Tim Murray Yahoo! Sports Interview / Rob Gronkowski

On his sports radio show last night, Tim Murray asked me whether Rob Gronkowski was worth a first round pick.  As you can see on previous draft boards, he's long been valued as a late mid-to-late second rounder.  But in the interview, I was more pessimistic about Gronk than I would have expected.

Here's a guy who hasn’t played all 16 games since 2011, missing 44% of the Patriots' contests from 2012 to 2013.  He remains a greater injury risk than nearly every other TE in the league, having recovered from four or five surgeries during his NFL career.  Is this someone you want in the first round, or even the second?

Generously, he has a 50-50 chance to play all 16 games.  Jimmy Garoppolo is throwing to him in four of those games, which means it's hard to expect any 100-yard, 1-TD games during that stretch.  Then Tom Brady returns--an aging legend who can no longer throw the deep ball; he completed 47% of his passes last year beyond 10 yards--the same as Ryan Fitzpatrick and worse than Teddy Bridgewater.

True, Gronk can free himself up to catch balls 5-8 yards beyond the line of scrimmage and then take off.  And he remains a fantastic red zone target.  I'm not calling him anything but the #1 tight end in fantasy this year.

But--*but*--drafting him early is a bigger risk than drafting any other top 30 player early.  The reward is there.  And the bust is there--more possible in Gronk's case than in any of these other top 30 guys.

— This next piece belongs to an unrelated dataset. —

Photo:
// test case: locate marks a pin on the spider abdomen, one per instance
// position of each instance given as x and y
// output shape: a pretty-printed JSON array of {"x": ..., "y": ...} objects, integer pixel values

I've preached many times before: We should draft based on high ceilings, not high floors.  Yet Gronk's case is unique because the perception is that at his best, he's so much better than any other TE. That's absolutely true.  But we've only seen his best in two of five NFL seasons.  In the other three he's averaged 643 yards and eight TDs.

That's why I'm no longer betting on Gronk in the second round.